Today we went on the longest day trip ever. The rep sold it as an easy way to get back from the cruise in Luxor to our hotel on the Red Sea.

He said it would be one hour at the airport, one hour flight, a tour of the Egyptian Museum and the pyramids then a quick flight to Hurghada and back in time for dinner.

Did it happen like that? Well we are in Egypt, land of over promises and surprise deliveries.

In reality, the pick up was 7am, three hours before our flight, but we were in Cairo by 11.30am and raring to go. Of course, we had to wait for some reason and then there was a mutiny on the coach when he said that lunch would be at 5pm. He averted a mini crisis by buying felafels for breakfast for everyone, and then we got to the museum.


It was quite empty and we saw all of Tutankhamen's treasures. 

The incredible gold sarcophagus and death mask are in a separate room where no photos are allowed, but we took photos of everything else.

The photo above is of the jars that store his lungs, stomach, intestines and liver, ready for him to use again in the afterlife.

His heart was put back in to his body and is in his mummy which is still in his burial chamber in the Valley of the Kings, and his brain was thrown away. (This is all standard practice for dead Pharaoh's)

This is his gold chair with a beautiful footstool painted with pictures of his enemies, so that he was crushing them under his feet.

So many other amazing things filled this crumbling and run down building, but this was a favourite - 4,500 year old life size models of the brother and sister in law of Pharaoh Khufu who built the biggest and first pyramid in Giza.

Speaking of Giza, that is where we went next. It is a only a few miles from the museum and right on the edge of the city, but since we last visited they appear to have put a new road in so that you arrive from the direction of the desert, and it gives the effect of them being a away from modern civilisation.

There are also camels everywhere, but get on them at your peril.

We were all desperate to get closer, but the tour guide was also desperate for us to go on horse and carriage rides to an even better viewpoint! He managed to get a couple of people to do this (probably disappointed about his lack of commission), and then he took the rest of us down for some free time.



For such a long day, we didn't get much time, but we have been here twice before and there are only so many photos that you can take of unbelievably enormous triangles in the sand.

By this time the tour guide was getting frantic as the whole pyramid site closes at 5pm and we hadn't got to the sphinx yet. Another new road has been built past the side of it and no one is allowed to park on it. However everyone did, and the police were constantly blowing whistles to try to move everyone on.

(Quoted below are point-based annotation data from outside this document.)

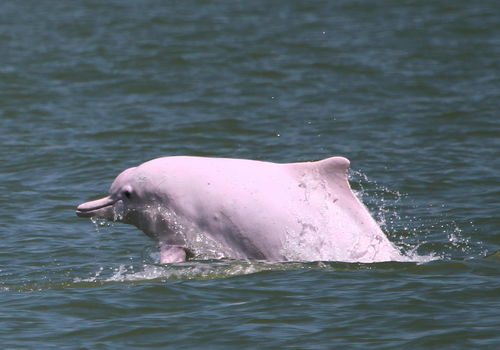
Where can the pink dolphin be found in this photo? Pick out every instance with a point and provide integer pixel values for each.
(237, 208)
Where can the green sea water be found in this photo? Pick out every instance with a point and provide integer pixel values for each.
(409, 91)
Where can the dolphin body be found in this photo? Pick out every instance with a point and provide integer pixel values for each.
(246, 209)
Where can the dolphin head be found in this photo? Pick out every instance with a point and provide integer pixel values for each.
(135, 199)
(124, 203)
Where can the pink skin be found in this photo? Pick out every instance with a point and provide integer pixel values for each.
(250, 209)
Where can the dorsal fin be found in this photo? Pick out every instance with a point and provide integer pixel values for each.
(333, 170)
(334, 166)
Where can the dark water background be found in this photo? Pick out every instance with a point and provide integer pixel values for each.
(409, 91)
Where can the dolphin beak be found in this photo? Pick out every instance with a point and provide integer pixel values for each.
(101, 208)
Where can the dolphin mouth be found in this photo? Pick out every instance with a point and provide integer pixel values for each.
(97, 208)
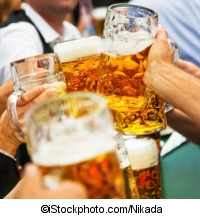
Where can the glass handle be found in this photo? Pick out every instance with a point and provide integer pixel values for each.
(174, 46)
(13, 117)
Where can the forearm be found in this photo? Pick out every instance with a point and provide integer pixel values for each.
(176, 87)
(8, 142)
(184, 125)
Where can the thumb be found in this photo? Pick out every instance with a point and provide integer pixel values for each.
(32, 174)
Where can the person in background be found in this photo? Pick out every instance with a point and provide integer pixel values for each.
(30, 31)
(181, 20)
(6, 6)
(33, 30)
(31, 187)
(178, 85)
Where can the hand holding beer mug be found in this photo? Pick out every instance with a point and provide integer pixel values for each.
(144, 158)
(80, 62)
(29, 73)
(129, 32)
(72, 138)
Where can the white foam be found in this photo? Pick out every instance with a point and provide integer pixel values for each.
(142, 152)
(71, 142)
(127, 43)
(75, 49)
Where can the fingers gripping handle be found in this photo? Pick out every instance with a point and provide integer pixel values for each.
(13, 117)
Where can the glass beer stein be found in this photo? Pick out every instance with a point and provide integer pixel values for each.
(129, 31)
(131, 190)
(29, 73)
(72, 138)
(80, 62)
(144, 159)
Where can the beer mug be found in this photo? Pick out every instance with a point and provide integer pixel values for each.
(99, 15)
(80, 62)
(131, 190)
(31, 72)
(72, 138)
(149, 120)
(129, 31)
(144, 159)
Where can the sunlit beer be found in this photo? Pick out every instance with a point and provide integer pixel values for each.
(143, 155)
(149, 120)
(129, 179)
(127, 38)
(80, 62)
(129, 32)
(72, 138)
(28, 73)
(99, 15)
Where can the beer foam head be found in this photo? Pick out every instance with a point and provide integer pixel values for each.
(76, 49)
(99, 13)
(142, 152)
(126, 42)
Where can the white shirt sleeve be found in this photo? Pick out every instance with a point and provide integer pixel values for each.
(17, 40)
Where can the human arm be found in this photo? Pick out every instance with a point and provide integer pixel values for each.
(189, 68)
(31, 187)
(169, 81)
(184, 125)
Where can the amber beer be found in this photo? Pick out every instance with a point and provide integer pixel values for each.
(143, 155)
(80, 62)
(131, 190)
(72, 138)
(121, 75)
(146, 121)
(99, 15)
(100, 174)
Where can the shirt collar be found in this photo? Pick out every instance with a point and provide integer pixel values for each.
(48, 33)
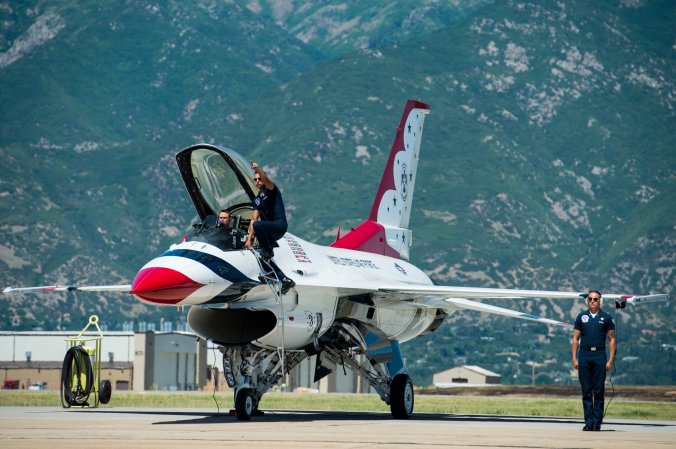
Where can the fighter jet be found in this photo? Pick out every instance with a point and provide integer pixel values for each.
(351, 303)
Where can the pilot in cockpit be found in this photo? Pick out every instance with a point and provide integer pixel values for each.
(223, 219)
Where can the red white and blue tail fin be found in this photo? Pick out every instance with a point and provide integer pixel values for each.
(386, 231)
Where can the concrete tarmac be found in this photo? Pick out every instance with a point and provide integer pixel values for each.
(112, 427)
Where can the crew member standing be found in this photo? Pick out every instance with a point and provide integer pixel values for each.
(268, 222)
(592, 328)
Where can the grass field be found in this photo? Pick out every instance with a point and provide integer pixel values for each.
(362, 402)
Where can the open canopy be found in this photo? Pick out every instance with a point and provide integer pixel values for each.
(216, 178)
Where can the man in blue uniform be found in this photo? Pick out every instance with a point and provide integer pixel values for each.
(592, 328)
(268, 222)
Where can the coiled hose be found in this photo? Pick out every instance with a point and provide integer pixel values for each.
(77, 377)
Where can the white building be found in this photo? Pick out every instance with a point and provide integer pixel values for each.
(465, 375)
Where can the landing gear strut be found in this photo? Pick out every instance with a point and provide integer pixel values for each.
(244, 404)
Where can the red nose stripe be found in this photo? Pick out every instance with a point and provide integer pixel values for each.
(163, 285)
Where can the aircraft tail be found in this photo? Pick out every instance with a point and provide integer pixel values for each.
(386, 230)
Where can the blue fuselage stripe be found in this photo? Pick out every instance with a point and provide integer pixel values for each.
(219, 266)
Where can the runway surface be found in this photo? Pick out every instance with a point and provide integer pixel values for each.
(111, 427)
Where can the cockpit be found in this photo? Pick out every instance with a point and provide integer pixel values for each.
(218, 179)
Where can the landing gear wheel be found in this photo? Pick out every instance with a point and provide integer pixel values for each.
(244, 404)
(401, 397)
(105, 391)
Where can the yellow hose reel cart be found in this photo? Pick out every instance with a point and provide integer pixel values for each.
(81, 370)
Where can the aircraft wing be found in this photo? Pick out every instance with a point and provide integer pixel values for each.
(457, 298)
(69, 288)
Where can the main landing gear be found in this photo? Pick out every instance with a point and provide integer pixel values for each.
(401, 396)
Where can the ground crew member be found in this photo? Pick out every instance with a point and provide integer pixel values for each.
(590, 331)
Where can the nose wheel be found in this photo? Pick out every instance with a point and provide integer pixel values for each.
(244, 404)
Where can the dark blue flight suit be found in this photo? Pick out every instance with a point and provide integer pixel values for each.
(592, 362)
(272, 225)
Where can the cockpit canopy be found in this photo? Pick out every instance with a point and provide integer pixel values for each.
(217, 178)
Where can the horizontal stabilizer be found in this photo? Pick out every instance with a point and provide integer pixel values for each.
(68, 288)
(638, 299)
(466, 304)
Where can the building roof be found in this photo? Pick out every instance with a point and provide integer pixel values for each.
(480, 370)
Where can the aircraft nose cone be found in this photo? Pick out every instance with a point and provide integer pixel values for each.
(159, 285)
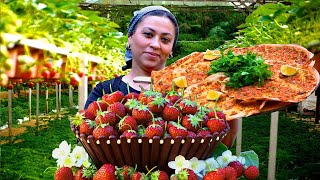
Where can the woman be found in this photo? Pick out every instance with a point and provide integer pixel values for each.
(152, 36)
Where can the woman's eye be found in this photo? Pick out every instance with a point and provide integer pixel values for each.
(147, 34)
(167, 40)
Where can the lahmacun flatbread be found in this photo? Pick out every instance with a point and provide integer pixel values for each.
(193, 67)
(248, 100)
(279, 88)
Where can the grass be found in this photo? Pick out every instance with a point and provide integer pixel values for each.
(297, 156)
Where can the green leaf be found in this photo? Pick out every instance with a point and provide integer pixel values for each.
(219, 150)
(265, 18)
(251, 158)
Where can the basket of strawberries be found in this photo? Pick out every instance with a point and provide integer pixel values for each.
(147, 129)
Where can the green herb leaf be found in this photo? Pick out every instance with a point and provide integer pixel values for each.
(243, 70)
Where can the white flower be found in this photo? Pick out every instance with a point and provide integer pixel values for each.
(80, 155)
(242, 160)
(197, 165)
(179, 163)
(86, 163)
(63, 150)
(41, 6)
(226, 158)
(66, 161)
(211, 164)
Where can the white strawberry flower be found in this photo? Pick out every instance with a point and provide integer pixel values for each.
(197, 165)
(211, 164)
(226, 158)
(179, 163)
(66, 161)
(242, 160)
(86, 163)
(63, 150)
(80, 155)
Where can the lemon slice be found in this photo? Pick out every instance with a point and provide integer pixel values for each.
(288, 70)
(211, 55)
(213, 95)
(180, 81)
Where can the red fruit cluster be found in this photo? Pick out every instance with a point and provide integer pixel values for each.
(233, 171)
(65, 173)
(152, 113)
(110, 172)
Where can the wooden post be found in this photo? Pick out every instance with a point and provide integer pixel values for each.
(57, 98)
(60, 97)
(70, 97)
(37, 107)
(47, 100)
(30, 103)
(273, 145)
(83, 87)
(10, 114)
(239, 137)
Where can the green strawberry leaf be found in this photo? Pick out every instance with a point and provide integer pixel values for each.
(219, 150)
(251, 158)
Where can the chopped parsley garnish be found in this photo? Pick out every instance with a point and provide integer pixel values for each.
(243, 70)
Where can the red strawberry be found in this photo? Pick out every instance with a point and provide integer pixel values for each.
(157, 104)
(130, 104)
(237, 166)
(30, 84)
(89, 115)
(129, 134)
(125, 172)
(188, 107)
(63, 173)
(216, 175)
(159, 121)
(203, 133)
(127, 123)
(103, 130)
(142, 114)
(81, 175)
(146, 96)
(154, 130)
(230, 173)
(215, 125)
(192, 134)
(74, 80)
(107, 171)
(191, 122)
(118, 108)
(97, 105)
(46, 74)
(132, 95)
(106, 117)
(187, 174)
(52, 73)
(171, 113)
(173, 96)
(116, 96)
(86, 127)
(138, 176)
(48, 65)
(176, 131)
(80, 74)
(159, 175)
(216, 115)
(251, 173)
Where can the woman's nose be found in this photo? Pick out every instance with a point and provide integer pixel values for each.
(155, 43)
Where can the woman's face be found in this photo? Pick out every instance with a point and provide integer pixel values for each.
(152, 42)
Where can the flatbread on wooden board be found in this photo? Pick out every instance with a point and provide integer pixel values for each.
(277, 92)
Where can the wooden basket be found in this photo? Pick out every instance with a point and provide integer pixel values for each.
(144, 152)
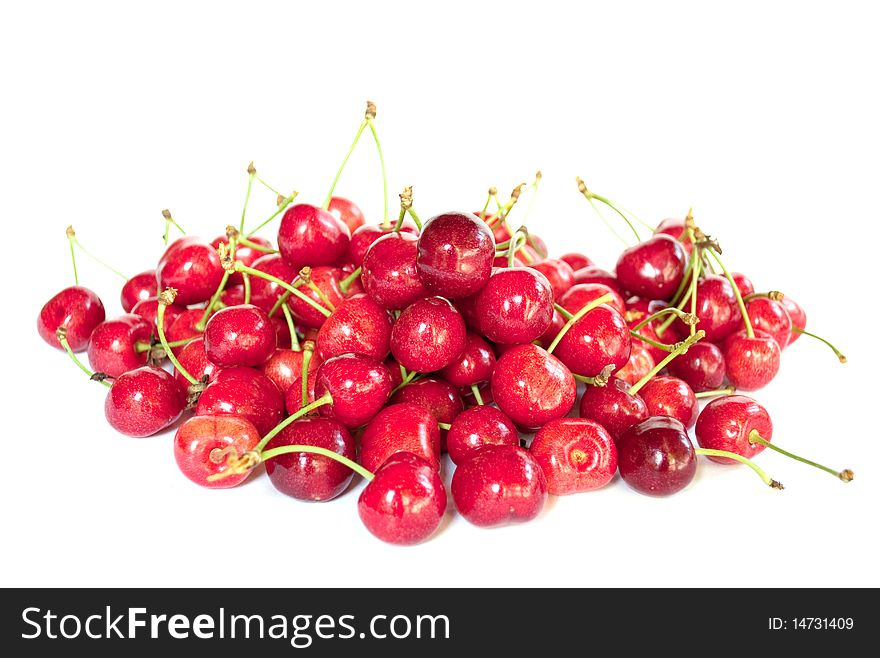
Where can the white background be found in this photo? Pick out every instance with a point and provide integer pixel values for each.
(763, 117)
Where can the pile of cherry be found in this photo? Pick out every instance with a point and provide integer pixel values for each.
(370, 349)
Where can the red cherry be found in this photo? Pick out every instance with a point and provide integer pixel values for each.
(240, 336)
(138, 288)
(144, 401)
(243, 392)
(405, 502)
(192, 267)
(751, 362)
(113, 345)
(499, 484)
(389, 274)
(403, 427)
(515, 306)
(532, 386)
(306, 475)
(656, 457)
(653, 268)
(575, 455)
(76, 308)
(198, 436)
(428, 335)
(670, 396)
(359, 326)
(455, 256)
(309, 235)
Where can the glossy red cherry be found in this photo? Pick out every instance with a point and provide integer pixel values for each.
(402, 427)
(515, 306)
(199, 436)
(702, 366)
(309, 235)
(532, 387)
(359, 326)
(405, 502)
(138, 288)
(613, 407)
(670, 396)
(192, 267)
(76, 308)
(751, 362)
(726, 422)
(358, 385)
(456, 250)
(306, 475)
(428, 335)
(144, 401)
(656, 457)
(497, 485)
(113, 345)
(240, 336)
(243, 392)
(389, 274)
(575, 455)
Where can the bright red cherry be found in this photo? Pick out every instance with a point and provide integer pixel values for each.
(144, 401)
(656, 457)
(428, 335)
(77, 309)
(405, 502)
(532, 387)
(309, 235)
(240, 336)
(499, 484)
(575, 455)
(306, 475)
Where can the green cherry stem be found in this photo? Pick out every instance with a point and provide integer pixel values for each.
(846, 475)
(770, 482)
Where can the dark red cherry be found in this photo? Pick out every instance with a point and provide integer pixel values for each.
(751, 362)
(389, 274)
(402, 427)
(243, 392)
(515, 306)
(456, 250)
(306, 475)
(240, 336)
(497, 485)
(656, 457)
(613, 407)
(532, 387)
(76, 308)
(144, 401)
(309, 235)
(702, 366)
(428, 335)
(138, 288)
(113, 345)
(575, 455)
(653, 268)
(192, 267)
(405, 502)
(670, 396)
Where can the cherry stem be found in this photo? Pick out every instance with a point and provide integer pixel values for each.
(840, 357)
(165, 298)
(604, 299)
(770, 482)
(750, 332)
(846, 475)
(320, 402)
(61, 335)
(681, 348)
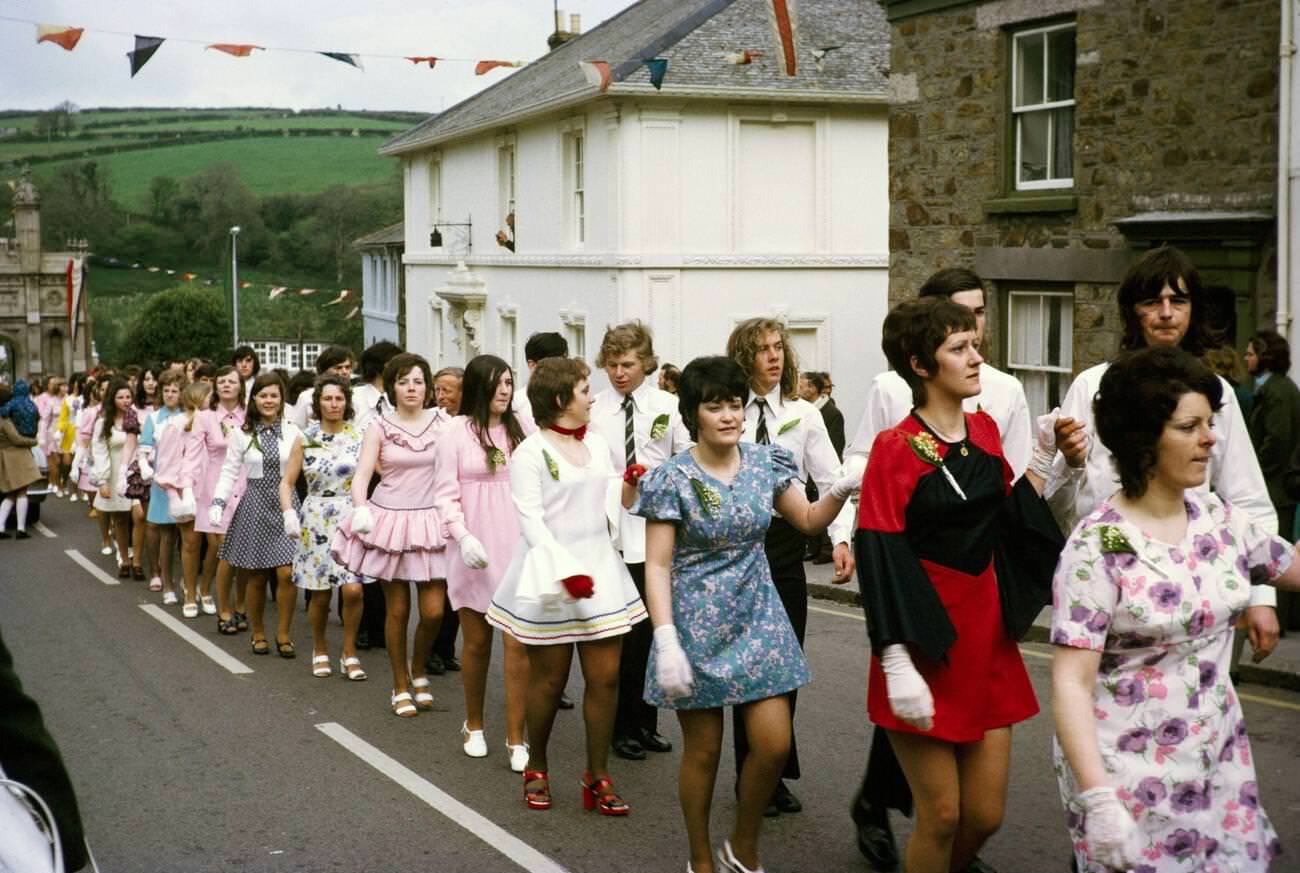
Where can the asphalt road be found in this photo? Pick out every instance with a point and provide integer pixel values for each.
(183, 765)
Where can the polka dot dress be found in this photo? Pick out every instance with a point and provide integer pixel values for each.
(256, 539)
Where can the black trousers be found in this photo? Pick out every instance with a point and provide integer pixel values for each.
(633, 713)
(784, 547)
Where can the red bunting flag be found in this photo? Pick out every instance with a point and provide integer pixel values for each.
(486, 66)
(60, 35)
(238, 50)
(597, 73)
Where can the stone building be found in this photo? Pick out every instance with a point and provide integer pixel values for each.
(37, 298)
(1047, 143)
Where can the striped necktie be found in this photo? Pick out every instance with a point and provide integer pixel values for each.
(629, 441)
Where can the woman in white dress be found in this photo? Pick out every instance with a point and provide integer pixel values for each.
(566, 583)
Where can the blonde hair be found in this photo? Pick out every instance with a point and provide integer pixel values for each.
(748, 338)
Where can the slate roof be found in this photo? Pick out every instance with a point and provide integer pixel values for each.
(693, 35)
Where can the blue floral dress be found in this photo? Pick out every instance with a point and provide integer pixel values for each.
(731, 621)
(329, 461)
(1169, 722)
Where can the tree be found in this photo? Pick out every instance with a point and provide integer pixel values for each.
(180, 322)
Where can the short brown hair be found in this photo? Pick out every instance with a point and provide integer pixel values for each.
(915, 329)
(551, 386)
(631, 337)
(748, 338)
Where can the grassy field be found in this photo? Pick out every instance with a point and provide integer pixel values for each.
(267, 165)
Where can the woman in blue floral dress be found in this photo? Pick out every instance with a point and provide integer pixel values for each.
(330, 450)
(722, 635)
(1152, 754)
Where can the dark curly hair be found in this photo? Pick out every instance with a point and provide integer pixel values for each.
(709, 379)
(1138, 395)
(917, 329)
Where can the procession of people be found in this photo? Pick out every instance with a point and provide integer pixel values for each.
(651, 530)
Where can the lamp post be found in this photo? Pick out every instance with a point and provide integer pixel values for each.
(234, 282)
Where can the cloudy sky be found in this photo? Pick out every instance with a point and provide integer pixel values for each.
(185, 74)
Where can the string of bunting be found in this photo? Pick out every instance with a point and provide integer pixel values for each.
(597, 72)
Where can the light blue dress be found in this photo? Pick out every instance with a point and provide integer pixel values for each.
(157, 512)
(729, 619)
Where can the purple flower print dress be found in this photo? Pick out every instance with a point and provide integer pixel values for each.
(1169, 722)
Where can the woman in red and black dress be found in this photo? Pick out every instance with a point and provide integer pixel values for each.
(945, 603)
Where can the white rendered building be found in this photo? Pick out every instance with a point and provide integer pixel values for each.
(733, 191)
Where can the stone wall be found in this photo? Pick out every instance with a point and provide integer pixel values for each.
(1177, 108)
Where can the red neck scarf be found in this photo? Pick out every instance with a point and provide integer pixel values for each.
(570, 431)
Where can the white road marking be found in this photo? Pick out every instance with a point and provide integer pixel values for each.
(195, 639)
(90, 567)
(484, 829)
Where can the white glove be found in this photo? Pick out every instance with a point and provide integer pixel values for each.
(671, 668)
(909, 695)
(1113, 837)
(472, 552)
(1044, 444)
(846, 486)
(363, 521)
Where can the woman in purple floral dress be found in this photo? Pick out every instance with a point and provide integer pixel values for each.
(1152, 754)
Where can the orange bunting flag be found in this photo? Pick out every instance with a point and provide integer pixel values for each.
(60, 35)
(238, 50)
(486, 66)
(597, 73)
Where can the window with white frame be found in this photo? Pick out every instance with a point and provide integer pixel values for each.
(1043, 64)
(1040, 348)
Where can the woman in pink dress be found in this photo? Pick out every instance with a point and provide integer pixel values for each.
(213, 428)
(472, 494)
(395, 534)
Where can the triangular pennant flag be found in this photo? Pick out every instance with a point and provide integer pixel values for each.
(597, 73)
(784, 27)
(351, 60)
(238, 50)
(60, 35)
(144, 48)
(657, 66)
(485, 66)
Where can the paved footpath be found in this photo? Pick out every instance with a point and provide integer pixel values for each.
(190, 754)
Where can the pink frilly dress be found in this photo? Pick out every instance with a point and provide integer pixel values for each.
(473, 498)
(407, 538)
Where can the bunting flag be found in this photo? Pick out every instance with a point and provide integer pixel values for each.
(238, 50)
(597, 73)
(785, 27)
(657, 66)
(486, 66)
(351, 60)
(144, 50)
(60, 35)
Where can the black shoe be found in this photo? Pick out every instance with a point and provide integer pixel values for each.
(875, 838)
(653, 742)
(785, 799)
(628, 748)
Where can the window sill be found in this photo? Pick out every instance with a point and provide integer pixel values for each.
(1022, 203)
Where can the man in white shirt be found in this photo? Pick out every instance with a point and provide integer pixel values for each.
(641, 424)
(775, 415)
(1162, 303)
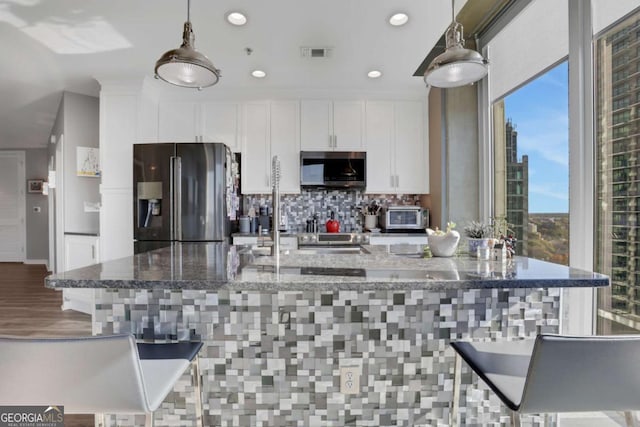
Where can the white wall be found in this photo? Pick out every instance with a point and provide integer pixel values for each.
(81, 115)
(37, 222)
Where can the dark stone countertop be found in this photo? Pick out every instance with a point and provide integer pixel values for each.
(214, 266)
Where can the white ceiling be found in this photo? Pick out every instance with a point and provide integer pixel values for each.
(54, 45)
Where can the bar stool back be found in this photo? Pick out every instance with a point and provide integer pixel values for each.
(93, 375)
(555, 373)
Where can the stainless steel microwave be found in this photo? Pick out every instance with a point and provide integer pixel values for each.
(333, 169)
(403, 218)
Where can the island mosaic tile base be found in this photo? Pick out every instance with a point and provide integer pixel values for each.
(273, 359)
(300, 207)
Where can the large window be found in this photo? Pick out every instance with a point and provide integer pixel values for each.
(617, 166)
(531, 148)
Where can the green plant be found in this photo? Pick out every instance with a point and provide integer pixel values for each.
(500, 227)
(450, 226)
(478, 230)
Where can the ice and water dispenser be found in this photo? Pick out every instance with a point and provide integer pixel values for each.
(149, 204)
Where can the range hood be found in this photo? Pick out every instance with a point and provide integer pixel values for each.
(333, 169)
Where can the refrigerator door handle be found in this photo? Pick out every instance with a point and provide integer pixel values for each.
(178, 196)
(172, 201)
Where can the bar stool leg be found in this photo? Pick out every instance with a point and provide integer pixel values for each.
(515, 419)
(195, 370)
(630, 419)
(455, 410)
(148, 419)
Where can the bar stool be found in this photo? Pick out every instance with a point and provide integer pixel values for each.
(95, 375)
(555, 373)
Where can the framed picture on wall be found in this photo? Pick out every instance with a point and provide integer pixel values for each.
(34, 185)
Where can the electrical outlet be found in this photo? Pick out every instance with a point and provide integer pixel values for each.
(350, 379)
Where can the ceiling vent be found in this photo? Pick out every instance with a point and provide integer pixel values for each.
(315, 52)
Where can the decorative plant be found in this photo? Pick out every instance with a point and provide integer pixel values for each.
(500, 227)
(450, 227)
(443, 243)
(478, 230)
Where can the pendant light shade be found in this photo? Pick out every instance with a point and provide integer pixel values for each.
(185, 66)
(457, 66)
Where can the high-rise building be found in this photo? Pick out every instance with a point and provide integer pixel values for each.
(617, 162)
(517, 189)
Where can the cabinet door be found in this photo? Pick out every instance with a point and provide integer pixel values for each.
(178, 121)
(220, 123)
(411, 166)
(80, 251)
(256, 161)
(348, 124)
(316, 133)
(147, 126)
(285, 143)
(379, 136)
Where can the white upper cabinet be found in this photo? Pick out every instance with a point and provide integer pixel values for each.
(397, 155)
(380, 138)
(147, 125)
(348, 125)
(186, 121)
(285, 143)
(178, 121)
(221, 123)
(411, 151)
(255, 149)
(271, 128)
(332, 125)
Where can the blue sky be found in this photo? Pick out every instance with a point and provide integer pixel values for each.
(540, 112)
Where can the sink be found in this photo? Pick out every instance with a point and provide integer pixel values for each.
(315, 250)
(329, 250)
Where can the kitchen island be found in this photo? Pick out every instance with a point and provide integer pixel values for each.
(278, 330)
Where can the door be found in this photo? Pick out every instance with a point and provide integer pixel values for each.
(315, 125)
(379, 138)
(178, 121)
(285, 143)
(220, 123)
(348, 123)
(201, 201)
(410, 159)
(12, 206)
(152, 191)
(256, 163)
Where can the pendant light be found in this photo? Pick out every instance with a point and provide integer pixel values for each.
(185, 66)
(457, 66)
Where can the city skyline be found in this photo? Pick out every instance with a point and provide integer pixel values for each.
(540, 112)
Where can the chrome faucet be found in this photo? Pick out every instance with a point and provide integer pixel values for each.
(275, 180)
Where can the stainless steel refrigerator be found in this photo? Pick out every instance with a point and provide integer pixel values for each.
(180, 194)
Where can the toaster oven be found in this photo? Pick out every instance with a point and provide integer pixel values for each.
(402, 218)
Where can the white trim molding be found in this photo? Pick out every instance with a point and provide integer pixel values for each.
(579, 315)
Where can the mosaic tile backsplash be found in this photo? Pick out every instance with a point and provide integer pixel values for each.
(274, 358)
(298, 208)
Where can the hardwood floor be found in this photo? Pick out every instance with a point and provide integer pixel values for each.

Our guide also said that the police try to close the site early every day, and actually we had to leave at 4.30pm.

It was a shame as the sun was going down and we could hardly see the magnificent creature because of the glare.

After that we had a late lunch followed by a trip to a papyrus workshop. Our guide had then run out of things to do, so he took us to the airport where our flight wasn't until 11pm, and not 6pm as promised.

We eventually got to our hotel at 1am, but what we saw the only remaining Wonder of the World, and Tutankhamen, and experienced Egyptian organisational skills.